Sqoop directly to Hive advantages?

Hi,

 

Is there is any advantage in importing data from DB2 to hive directly using Sqoop compared to importing to HDFS first and then loading to Hive table? Which is recommeded or preferred approach?

 

Thanks

Posts: 1,903
Kudos: 435
Solutions: 305
Registered: ‎07-31-2013

Re: Sqoop directly to Hive advantages?

Sqoop's import to Hive is an extension of its import to HDFS (i.e. the Hive part is done after its regular HDFS import work), so if your formats are already acceptable and do not need further transformation you can do it as part of the Sqoop step directly.

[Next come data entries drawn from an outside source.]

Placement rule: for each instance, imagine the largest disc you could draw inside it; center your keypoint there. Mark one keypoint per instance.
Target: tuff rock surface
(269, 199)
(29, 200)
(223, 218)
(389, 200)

Sqoop also supports (via its HCatalog options) inserting into partitioned tables via dynamic partitioning if you'll require that.
Explorer
Posts: 6
Registered: ‎02-03-2019

Re: Sqoop directly to Hive advantages?

[ Edited ]

Thanks for the response.

I want to store them as parquet format. Sqoop supports parquet but hive does not recognize those parquet files. So in both options, I have to sqoop them in text format and then move to another hive table in parquet format.

 

option 1 - sqoop to hdfs in text format (hdfs location is hive external table). Then insert into hive table with parition and paquet format

 

option 2 - sqoop to hive internal table in text format, iinsert into hive table with parition and paquet format

 

Based on your response, hive part is done after import to hdfs, I think I can avoid that extra work (time) with option 1. Agree?

 

Posts: 1,903
Kudos: 435
Solutions: 305
Registered: ‎07-31-2013

Re: Sqoop directly to Hive advantages?

Could you elaborate on 'does not recognize it'? If its just an options
problem but the files appear OK if you try loading them manually into Hive,
then you can import to HDFS as Parquet and run a simple LOAD DATA INPATH
statement to move them to your Hive table as-is.

If there's a deeper inconsistency that requires transformation from text to
get it right, then both options seem fine.